2016, un nouveau statuaire
Volonté de la municipalité de Ploemeur associée au Comité d’histoire de Ploemeur et à Mémoire de Soye de rendre hommage à l’homme sur les terres qui jadis étaient la propriété de la famille Dupuy de Lôme, le 15 octobre 2016, jour de son bicentenaire, un buste de Dupuy de Lôme est inauguré au domaine de Soye.

L’œuvre est réalisée grâce au partenariat avec le plateau technique ComposiTic, installé au parc technologique de Soye, qui relève de l’Université de Bretagne Sud et qui est rattaché à l’Institut de recherche Dupuy de Lôme (laboratoire CNRS créé en 2016). Le plateau technique, spécialisé dans la mise en œuvre des matériaux composites, réalise le buste grâce à une imprimante 3D industrielle grand format Stratasys Fortus 900mc Technologies appartenant à la société SMM (Lanester) mise à disposition. Il s’agit de la copie d’un buste en plâtre d’Henri Dupuy de Lôme confié par ses descendants à la ville de Ploemeur. Ce plâtre avait été réalisé par les Ateliers du Louvre au cours du XXe siècle grâce au moulage du buste original en bronze, œuvre d’Auguste-Maximilien Delafontaine en 1850 pour être exposé à l’Académie des sciences.
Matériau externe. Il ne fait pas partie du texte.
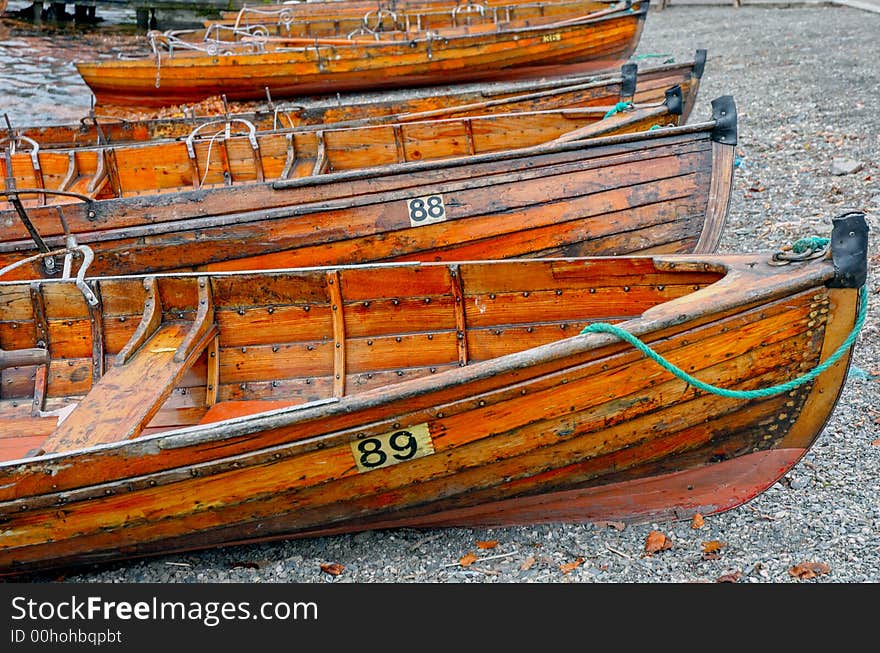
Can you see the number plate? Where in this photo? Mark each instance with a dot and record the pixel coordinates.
(426, 210)
(392, 448)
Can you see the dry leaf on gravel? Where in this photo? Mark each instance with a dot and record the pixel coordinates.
(807, 570)
(657, 541)
(568, 567)
(729, 578)
(332, 568)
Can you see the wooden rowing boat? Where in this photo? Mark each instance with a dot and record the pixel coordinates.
(396, 105)
(231, 152)
(599, 40)
(661, 190)
(154, 414)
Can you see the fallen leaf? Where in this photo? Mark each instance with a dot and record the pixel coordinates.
(807, 570)
(713, 545)
(332, 568)
(571, 566)
(729, 578)
(657, 541)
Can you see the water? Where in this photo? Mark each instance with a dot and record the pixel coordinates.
(39, 83)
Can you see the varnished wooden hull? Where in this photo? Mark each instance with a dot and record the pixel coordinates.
(664, 190)
(359, 18)
(594, 90)
(561, 48)
(472, 374)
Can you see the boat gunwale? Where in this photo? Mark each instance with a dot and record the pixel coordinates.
(745, 279)
(106, 208)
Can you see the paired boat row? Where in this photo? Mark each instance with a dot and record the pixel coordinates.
(470, 305)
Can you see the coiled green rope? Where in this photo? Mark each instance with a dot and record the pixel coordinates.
(803, 245)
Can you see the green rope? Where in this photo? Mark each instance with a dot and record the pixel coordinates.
(617, 108)
(604, 327)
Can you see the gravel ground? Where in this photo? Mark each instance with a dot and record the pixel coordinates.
(803, 79)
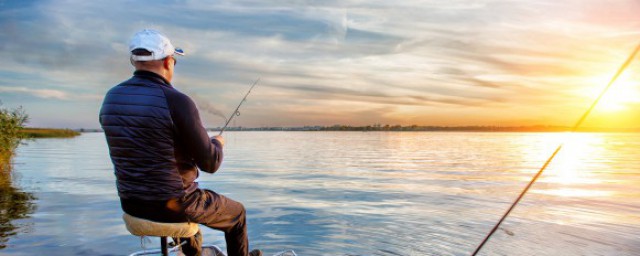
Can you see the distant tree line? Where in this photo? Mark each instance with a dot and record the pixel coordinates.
(11, 123)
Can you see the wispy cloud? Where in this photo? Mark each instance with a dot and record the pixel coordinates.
(481, 62)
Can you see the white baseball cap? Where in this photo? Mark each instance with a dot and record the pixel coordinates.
(154, 42)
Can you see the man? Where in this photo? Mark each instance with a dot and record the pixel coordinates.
(157, 143)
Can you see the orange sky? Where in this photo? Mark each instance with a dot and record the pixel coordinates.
(487, 62)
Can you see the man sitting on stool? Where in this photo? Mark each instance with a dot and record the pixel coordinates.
(157, 143)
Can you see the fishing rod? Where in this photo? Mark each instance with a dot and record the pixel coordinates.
(236, 112)
(553, 155)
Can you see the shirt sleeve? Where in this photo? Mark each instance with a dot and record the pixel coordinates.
(206, 152)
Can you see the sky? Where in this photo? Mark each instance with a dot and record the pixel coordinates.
(430, 62)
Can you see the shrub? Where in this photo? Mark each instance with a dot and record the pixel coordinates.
(11, 123)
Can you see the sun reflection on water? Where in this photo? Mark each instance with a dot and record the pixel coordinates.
(568, 174)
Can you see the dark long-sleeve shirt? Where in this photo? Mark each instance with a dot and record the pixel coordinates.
(156, 139)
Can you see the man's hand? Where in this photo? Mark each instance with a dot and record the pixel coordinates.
(220, 139)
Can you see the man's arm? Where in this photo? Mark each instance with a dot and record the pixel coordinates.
(206, 152)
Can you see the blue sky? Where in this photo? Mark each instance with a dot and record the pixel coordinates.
(485, 62)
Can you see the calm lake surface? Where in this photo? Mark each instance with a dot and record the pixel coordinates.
(353, 193)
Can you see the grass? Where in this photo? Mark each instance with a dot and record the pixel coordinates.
(48, 133)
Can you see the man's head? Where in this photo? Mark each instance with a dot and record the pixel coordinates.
(152, 51)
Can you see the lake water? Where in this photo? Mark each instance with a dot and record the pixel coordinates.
(353, 193)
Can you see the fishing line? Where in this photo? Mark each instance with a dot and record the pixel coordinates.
(236, 112)
(575, 128)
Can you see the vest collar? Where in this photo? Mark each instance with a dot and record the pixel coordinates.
(151, 76)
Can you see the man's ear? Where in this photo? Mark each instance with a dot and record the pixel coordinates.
(166, 63)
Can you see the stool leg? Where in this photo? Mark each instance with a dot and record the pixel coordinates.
(163, 246)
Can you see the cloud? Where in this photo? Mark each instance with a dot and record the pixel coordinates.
(475, 58)
(50, 94)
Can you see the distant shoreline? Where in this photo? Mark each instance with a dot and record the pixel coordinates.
(36, 133)
(415, 128)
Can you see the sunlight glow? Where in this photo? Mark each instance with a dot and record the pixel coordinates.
(567, 175)
(623, 92)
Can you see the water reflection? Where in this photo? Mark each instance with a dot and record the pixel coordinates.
(14, 204)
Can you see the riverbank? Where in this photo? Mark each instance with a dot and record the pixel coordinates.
(48, 133)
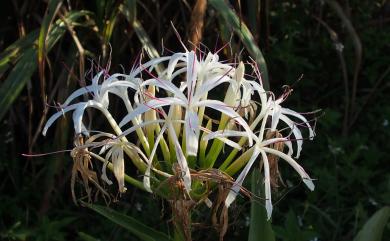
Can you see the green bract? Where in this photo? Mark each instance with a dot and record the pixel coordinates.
(176, 114)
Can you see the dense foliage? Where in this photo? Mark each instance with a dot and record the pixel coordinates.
(334, 54)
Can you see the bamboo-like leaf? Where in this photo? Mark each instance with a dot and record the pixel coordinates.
(16, 80)
(52, 9)
(87, 237)
(373, 228)
(13, 52)
(26, 66)
(129, 10)
(131, 224)
(260, 229)
(239, 27)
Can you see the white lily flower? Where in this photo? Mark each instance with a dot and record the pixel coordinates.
(279, 113)
(260, 148)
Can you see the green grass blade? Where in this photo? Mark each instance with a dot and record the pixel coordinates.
(231, 18)
(16, 80)
(129, 11)
(131, 224)
(26, 66)
(86, 237)
(52, 9)
(373, 228)
(13, 52)
(260, 229)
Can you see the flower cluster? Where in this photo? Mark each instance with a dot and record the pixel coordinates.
(188, 117)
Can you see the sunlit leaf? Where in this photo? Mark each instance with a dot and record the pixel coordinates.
(260, 229)
(131, 224)
(230, 18)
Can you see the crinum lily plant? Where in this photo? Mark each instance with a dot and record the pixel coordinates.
(188, 128)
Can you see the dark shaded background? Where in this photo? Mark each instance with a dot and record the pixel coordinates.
(307, 45)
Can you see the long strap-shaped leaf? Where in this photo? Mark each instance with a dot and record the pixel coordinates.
(134, 226)
(26, 66)
(231, 18)
(260, 229)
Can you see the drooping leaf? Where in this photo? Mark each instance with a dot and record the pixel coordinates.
(260, 229)
(373, 228)
(239, 27)
(131, 224)
(26, 66)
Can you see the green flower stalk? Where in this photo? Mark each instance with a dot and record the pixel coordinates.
(184, 118)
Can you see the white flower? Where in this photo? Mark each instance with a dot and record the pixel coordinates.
(260, 148)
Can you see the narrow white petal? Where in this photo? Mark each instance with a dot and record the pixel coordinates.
(175, 58)
(297, 134)
(221, 107)
(181, 159)
(166, 85)
(267, 185)
(235, 189)
(275, 114)
(301, 117)
(209, 85)
(54, 117)
(150, 160)
(155, 103)
(104, 173)
(191, 73)
(305, 177)
(119, 168)
(192, 132)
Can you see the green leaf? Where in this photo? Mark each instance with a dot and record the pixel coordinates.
(26, 66)
(129, 10)
(134, 226)
(87, 237)
(16, 80)
(373, 228)
(260, 229)
(239, 27)
(13, 52)
(53, 7)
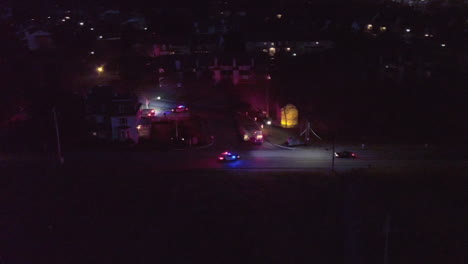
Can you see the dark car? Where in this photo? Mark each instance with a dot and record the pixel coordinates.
(228, 156)
(345, 154)
(180, 109)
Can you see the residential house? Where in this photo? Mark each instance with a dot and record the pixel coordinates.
(112, 116)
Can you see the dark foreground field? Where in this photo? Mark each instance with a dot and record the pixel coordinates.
(139, 215)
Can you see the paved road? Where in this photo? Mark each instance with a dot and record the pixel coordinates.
(260, 159)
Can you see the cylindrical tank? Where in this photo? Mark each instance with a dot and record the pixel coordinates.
(289, 116)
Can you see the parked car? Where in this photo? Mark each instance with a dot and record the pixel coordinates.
(148, 112)
(228, 156)
(179, 109)
(345, 154)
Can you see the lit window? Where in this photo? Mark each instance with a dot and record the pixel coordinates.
(272, 51)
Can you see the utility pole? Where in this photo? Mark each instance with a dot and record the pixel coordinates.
(387, 233)
(333, 154)
(59, 148)
(267, 95)
(177, 131)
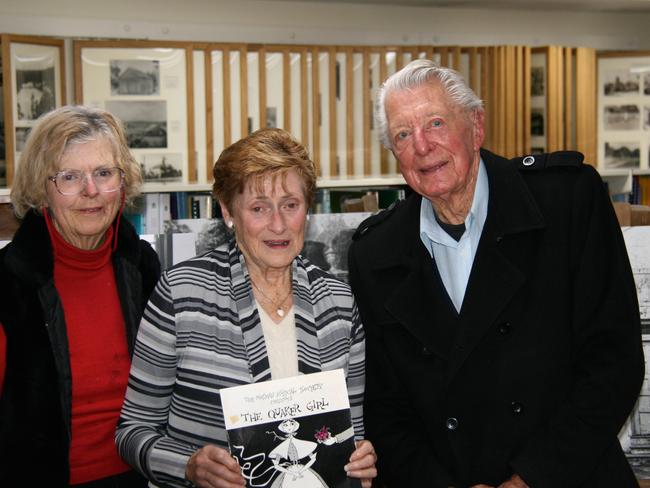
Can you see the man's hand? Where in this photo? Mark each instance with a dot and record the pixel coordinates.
(213, 467)
(514, 482)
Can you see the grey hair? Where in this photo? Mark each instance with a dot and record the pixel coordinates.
(418, 73)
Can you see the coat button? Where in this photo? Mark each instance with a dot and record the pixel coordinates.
(452, 423)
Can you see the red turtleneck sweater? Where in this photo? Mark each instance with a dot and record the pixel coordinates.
(99, 356)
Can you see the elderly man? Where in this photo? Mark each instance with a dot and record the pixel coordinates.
(503, 331)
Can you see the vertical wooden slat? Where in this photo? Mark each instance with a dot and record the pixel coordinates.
(501, 100)
(227, 106)
(486, 92)
(7, 95)
(520, 97)
(383, 74)
(243, 88)
(77, 70)
(444, 55)
(367, 113)
(474, 73)
(286, 89)
(456, 58)
(191, 144)
(349, 110)
(526, 114)
(315, 112)
(304, 94)
(509, 99)
(586, 97)
(209, 112)
(568, 98)
(261, 80)
(552, 99)
(334, 170)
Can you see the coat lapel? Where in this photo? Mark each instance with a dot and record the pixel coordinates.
(408, 273)
(252, 333)
(249, 318)
(309, 360)
(495, 278)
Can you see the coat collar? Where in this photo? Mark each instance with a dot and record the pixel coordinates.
(494, 280)
(29, 255)
(306, 329)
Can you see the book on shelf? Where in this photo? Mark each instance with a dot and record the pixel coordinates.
(291, 432)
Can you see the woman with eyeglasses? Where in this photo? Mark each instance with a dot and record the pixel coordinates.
(74, 282)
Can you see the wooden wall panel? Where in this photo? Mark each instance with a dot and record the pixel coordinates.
(586, 103)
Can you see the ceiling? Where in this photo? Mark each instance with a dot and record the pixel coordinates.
(618, 6)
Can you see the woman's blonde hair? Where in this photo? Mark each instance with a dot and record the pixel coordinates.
(48, 141)
(266, 152)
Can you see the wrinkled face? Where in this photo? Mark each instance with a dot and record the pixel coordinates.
(270, 222)
(83, 219)
(436, 143)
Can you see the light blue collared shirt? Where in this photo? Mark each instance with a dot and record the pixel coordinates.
(455, 258)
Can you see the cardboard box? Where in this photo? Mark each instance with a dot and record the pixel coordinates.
(630, 215)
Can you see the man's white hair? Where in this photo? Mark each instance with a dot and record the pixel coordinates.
(418, 73)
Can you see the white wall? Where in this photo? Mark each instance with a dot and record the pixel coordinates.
(320, 23)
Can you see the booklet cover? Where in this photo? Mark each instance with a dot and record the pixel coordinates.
(294, 432)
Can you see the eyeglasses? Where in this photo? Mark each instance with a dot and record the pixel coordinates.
(72, 181)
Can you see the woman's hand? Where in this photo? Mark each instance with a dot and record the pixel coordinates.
(362, 463)
(214, 467)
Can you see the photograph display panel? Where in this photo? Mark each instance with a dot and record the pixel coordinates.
(146, 88)
(624, 112)
(35, 88)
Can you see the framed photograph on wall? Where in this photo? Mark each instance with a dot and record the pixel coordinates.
(149, 86)
(32, 81)
(623, 110)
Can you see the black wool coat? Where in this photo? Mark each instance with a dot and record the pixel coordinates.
(539, 370)
(36, 400)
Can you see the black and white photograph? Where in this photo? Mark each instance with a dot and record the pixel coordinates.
(537, 81)
(537, 121)
(162, 168)
(622, 155)
(620, 82)
(21, 137)
(135, 77)
(145, 122)
(35, 92)
(327, 238)
(622, 117)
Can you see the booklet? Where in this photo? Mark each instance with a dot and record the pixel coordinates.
(294, 432)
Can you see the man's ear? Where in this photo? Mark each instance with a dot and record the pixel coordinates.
(478, 128)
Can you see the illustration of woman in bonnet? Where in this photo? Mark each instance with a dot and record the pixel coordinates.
(293, 473)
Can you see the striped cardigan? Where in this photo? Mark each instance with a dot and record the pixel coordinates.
(201, 332)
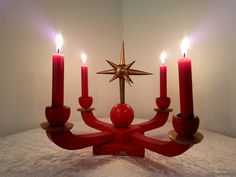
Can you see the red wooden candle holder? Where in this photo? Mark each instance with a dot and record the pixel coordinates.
(122, 137)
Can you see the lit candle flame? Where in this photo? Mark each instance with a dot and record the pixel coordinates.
(84, 58)
(59, 42)
(184, 46)
(163, 58)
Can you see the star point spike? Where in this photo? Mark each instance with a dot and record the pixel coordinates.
(123, 72)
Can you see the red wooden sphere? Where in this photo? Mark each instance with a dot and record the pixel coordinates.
(163, 102)
(85, 102)
(122, 115)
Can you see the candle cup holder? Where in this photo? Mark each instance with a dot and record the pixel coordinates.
(57, 116)
(185, 130)
(85, 102)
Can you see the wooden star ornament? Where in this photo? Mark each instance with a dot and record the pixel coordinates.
(123, 72)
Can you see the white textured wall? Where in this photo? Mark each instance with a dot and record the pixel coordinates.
(26, 45)
(151, 26)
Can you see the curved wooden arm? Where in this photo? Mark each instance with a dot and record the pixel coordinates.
(157, 121)
(70, 141)
(166, 148)
(93, 122)
(64, 138)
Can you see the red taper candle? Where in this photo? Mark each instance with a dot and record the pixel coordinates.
(84, 76)
(185, 83)
(58, 75)
(163, 76)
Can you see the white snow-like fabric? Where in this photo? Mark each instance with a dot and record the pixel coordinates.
(32, 154)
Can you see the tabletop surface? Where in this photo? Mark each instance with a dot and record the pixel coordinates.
(31, 154)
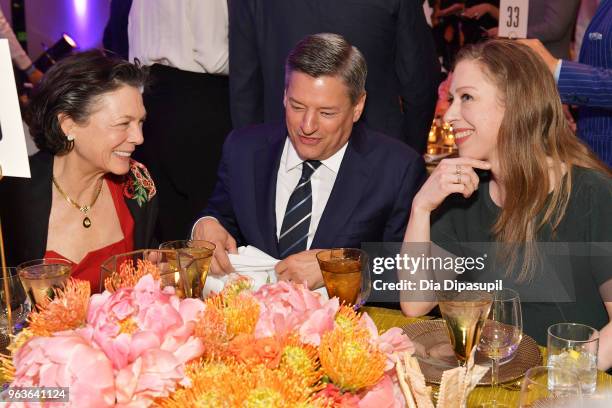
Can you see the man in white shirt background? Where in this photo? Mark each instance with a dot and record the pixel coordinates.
(316, 181)
(186, 44)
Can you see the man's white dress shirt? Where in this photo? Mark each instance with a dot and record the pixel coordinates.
(322, 182)
(18, 55)
(191, 35)
(289, 173)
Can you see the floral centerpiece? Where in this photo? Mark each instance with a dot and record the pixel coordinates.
(138, 345)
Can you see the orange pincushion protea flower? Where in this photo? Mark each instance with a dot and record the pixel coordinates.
(235, 287)
(303, 360)
(348, 320)
(210, 328)
(349, 360)
(219, 384)
(67, 310)
(128, 276)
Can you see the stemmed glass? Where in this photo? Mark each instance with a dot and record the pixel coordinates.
(502, 333)
(464, 314)
(550, 387)
(41, 276)
(193, 261)
(19, 306)
(165, 261)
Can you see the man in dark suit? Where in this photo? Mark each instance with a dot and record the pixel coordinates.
(392, 35)
(315, 181)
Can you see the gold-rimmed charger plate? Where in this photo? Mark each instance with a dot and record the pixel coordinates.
(435, 354)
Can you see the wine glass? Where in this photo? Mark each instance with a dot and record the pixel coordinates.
(193, 260)
(464, 314)
(502, 333)
(41, 276)
(19, 306)
(550, 387)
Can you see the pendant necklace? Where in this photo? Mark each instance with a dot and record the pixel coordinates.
(83, 208)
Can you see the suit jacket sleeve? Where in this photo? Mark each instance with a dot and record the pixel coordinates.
(418, 72)
(246, 81)
(220, 203)
(585, 85)
(411, 182)
(555, 21)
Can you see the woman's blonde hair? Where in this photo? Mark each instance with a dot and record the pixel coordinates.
(534, 138)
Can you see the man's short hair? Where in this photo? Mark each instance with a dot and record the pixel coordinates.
(326, 54)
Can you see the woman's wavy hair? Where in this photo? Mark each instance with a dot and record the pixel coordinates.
(534, 138)
(72, 87)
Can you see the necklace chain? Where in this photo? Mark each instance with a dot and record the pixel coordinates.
(83, 208)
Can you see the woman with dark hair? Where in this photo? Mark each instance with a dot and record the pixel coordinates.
(87, 199)
(522, 178)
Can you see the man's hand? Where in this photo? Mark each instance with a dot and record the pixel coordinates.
(538, 47)
(209, 229)
(301, 267)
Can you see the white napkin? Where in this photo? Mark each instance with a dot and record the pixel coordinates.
(253, 263)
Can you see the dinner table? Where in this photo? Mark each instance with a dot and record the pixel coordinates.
(506, 393)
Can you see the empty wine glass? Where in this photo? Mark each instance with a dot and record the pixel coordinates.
(41, 276)
(550, 387)
(164, 261)
(19, 306)
(502, 333)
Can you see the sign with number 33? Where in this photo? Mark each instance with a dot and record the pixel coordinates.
(513, 16)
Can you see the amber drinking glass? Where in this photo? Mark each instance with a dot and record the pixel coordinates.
(193, 259)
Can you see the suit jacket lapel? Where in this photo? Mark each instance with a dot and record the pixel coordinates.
(346, 193)
(36, 213)
(267, 160)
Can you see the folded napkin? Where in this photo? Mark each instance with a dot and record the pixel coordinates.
(252, 263)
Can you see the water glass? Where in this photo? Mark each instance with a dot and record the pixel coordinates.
(19, 306)
(574, 346)
(502, 333)
(41, 276)
(193, 260)
(464, 314)
(550, 387)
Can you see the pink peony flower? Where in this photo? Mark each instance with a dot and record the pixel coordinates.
(155, 373)
(66, 359)
(382, 395)
(390, 342)
(285, 307)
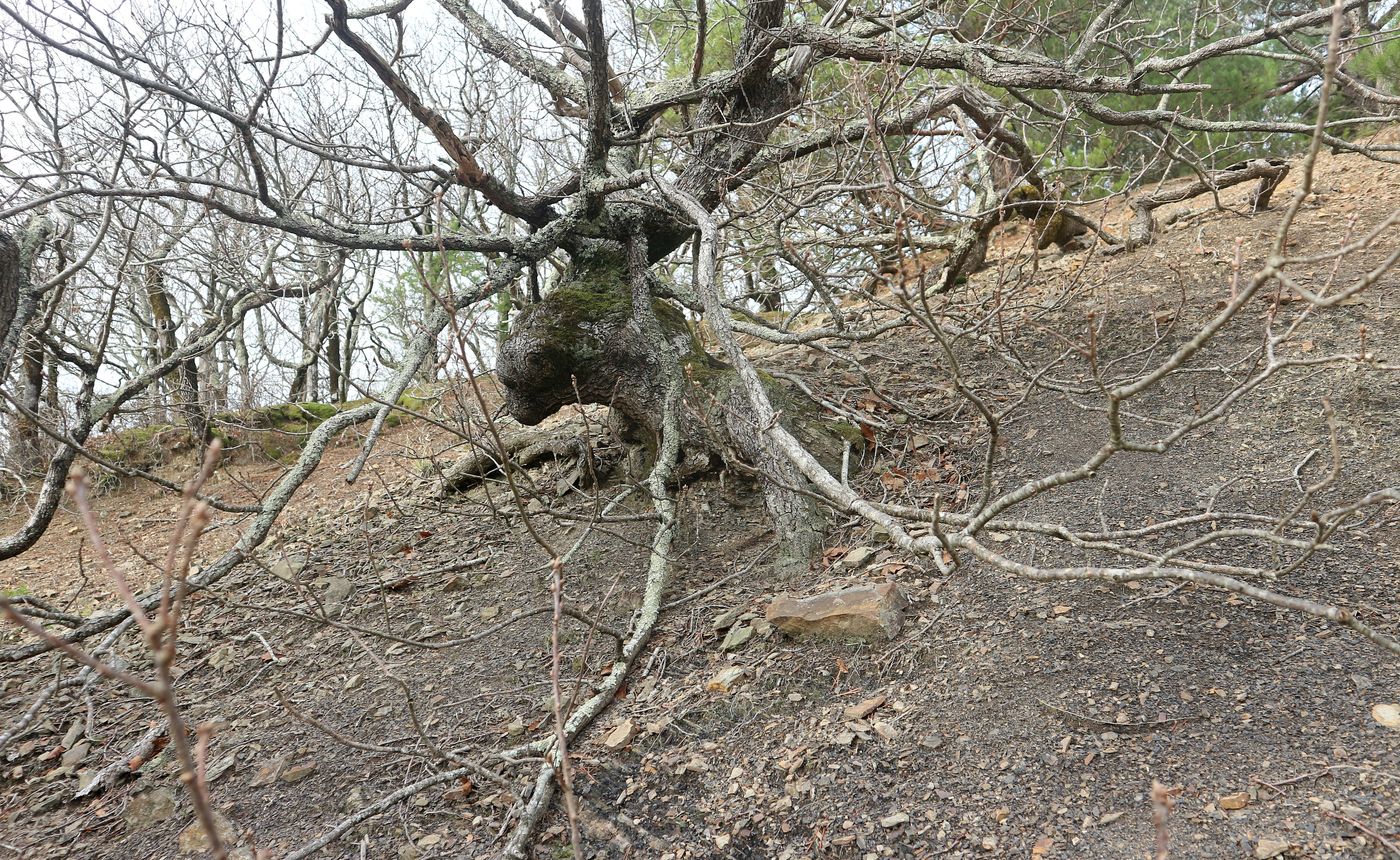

C’est la volonté de la ville de Ploemeur de rendre hommage à l’homme, toujours à la recherche de nouvelles innovations, d’utiliser la technologie innovante d’impression 3D. Pour le réaliser, un ensemble d’opérations de numérisation est nécessaire avant son impression et sa finition. Pour cela, ComposiTic s’appuie sur les compétences de la société Breizh3D56, hébergée au CREAFAB à Soye, pour réaliser le buste par technique de lumière structuré (Scanner David Vision Systems). La matière utilisée est un ABS chargé en fibres d’aramide, issue d’un développement commun entre ComposiTic et la société Nanovia installée à Louargat dans les Côtes d’Armor. 160 heures sont nécessaires pour l’impression des 2 150 couchent qui constituent le buste. Neuf kilogrammes de matières sont utilisés (cinq d’ABS fibres d’aramides et quatre de support de construction) pour réaliser un statuaire fine de 71 centimètres de haut pour 5,2 kilogrammes. Ce matériau possède de très bonnes résistances thermiques et mécaniques qui sont utiles pour ce buste installé en extérieur et qui va être soumis aux intempéries. Puis afin de donner l’apparence d’un bronze, les étapes sont finition sont réalisées à la main par Laurent Buisson : une résine noire, plusieurs patines orangée rouille, couches de cire, film protecteur.